The Central Asia-Caucasus Institute or CACI was founded in 1996 by S. Frederick Starr, a research professor at Johns Hopkins University's School of Advanced International Studies. He has served as vice president of Tulane University and as president of Oberlin College (1983–1994) and the Aspen Institute. He has advised three U.S. presidents on Russian/Eurasian affairs and chaired an external advisory panel on U.S. government-sponsored research on the region, organized and co-authored the first strategic assessment of Central Asia, the Caucasus and Afghanistan for the Joint Chiefs of Staff in 1999, and was involved in the drafting of recent U.S. legislation affecting the region.

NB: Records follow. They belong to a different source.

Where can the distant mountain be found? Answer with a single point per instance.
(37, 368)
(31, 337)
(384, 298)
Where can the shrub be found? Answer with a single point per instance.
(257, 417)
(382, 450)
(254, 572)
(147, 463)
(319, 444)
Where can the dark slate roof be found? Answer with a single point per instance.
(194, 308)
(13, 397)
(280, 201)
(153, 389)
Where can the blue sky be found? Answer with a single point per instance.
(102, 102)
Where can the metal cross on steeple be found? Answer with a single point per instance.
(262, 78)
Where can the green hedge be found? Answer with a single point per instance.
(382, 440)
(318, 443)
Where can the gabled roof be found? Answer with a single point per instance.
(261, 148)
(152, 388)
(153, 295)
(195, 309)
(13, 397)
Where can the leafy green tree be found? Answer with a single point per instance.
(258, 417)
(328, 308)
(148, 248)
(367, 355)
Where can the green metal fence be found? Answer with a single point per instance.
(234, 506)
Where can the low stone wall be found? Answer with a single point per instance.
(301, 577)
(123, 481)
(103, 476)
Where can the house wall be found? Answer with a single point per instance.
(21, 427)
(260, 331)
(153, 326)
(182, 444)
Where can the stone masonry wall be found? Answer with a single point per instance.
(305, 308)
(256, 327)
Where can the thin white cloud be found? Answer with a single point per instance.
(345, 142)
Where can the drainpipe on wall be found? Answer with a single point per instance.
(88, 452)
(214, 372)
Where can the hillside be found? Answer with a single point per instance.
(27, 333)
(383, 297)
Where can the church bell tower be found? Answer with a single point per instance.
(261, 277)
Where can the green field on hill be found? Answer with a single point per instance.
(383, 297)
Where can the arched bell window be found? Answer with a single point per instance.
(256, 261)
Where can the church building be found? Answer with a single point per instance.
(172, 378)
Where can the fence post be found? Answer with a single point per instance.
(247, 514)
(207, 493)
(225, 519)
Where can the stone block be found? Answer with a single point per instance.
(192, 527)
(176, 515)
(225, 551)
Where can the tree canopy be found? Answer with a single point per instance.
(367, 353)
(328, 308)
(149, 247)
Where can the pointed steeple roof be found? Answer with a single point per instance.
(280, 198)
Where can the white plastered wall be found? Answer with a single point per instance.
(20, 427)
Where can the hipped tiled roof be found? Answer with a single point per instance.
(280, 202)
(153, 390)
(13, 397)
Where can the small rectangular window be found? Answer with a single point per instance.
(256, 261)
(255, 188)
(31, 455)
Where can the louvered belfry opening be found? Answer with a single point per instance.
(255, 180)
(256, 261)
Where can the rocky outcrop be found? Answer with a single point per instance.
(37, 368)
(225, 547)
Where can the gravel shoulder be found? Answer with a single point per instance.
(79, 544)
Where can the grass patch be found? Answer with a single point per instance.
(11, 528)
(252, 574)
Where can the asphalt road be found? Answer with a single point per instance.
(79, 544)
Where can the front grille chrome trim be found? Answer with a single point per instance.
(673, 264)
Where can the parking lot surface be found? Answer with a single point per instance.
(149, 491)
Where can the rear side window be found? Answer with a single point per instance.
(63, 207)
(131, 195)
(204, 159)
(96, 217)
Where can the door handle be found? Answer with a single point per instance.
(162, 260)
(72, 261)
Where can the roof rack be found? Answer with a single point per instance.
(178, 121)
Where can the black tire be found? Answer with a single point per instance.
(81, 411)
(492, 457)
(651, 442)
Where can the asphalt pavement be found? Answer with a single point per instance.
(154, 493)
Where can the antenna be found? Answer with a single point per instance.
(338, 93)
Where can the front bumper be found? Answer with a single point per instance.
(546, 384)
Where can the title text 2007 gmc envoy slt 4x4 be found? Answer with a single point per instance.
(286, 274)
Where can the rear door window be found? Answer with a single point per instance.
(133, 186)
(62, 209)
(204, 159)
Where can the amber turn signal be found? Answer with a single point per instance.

The Central Asia-Caucasus Institute and the Silk Road Studies Program, which is housed within the Institute for Security and Development Policy (ISDP), form a joint think tank with offices in Washington, D.C. and Stockholm, Sweden. Dr. S. Frederick Starr serves as the chairman, while Dr. Svante E. Cornell serves as director of the institute. The institute's fellows include Dr. Stephen Blank and Dr. Brenda Shaffer. CACI was affiliated with the Paul H. Nitze School of Advanced International Studies at Johns Hopkins University for 19 years, until February 2017. The institute is currently based at the American Foreign Policy Council's (AFPC) offices on Capitol Hill. Its in-house publications include the CACI Analyst, the Turkey Analyst, the China and Eurasia Forum Quarterly, and the Silk Road Paper series. The series includes papers and monographs on topics such as the Armenian-Azerbaijani conflict, democracy and the electoral process in Georgia, civic nationhood in Azerbaijan, economic corruption in post-Soviet Central Asia, and the rule of law in Georgia.

CACI also mounts a program of forums in Washington D.C. jointly with the Atlantic Council.

CACI sponsors a Rumsfeld Fellowship program jointly with the Rumsfeld Foundation. The goal of the program is to foster better understanding and build stronger relations between the United States and countries of the region. Since its inaugural session in the fall of 2008 the program has brought close to two hundred young leaders to the United States to conduct independent research and to meet policymakers, business leaders, journalists and academics.

In addition, a yearly CAMCA (Central Asia-Mongolia-Caucasus-Afghanistan) Regional Forum has evolved out of the Rumsfeld Fellowship Program. The 2016 Forum took place in Tbilisi, Georgia and included President Giorgi Margvelashvili, Prime Minister Giorgi Kvirikashvili, Donald H. Rumsfeld, and Ambassador R. James Woolsey among its speakers. The 2017 CAMCA Regional Forum is due to be held in Dushanbe, Tajikistan.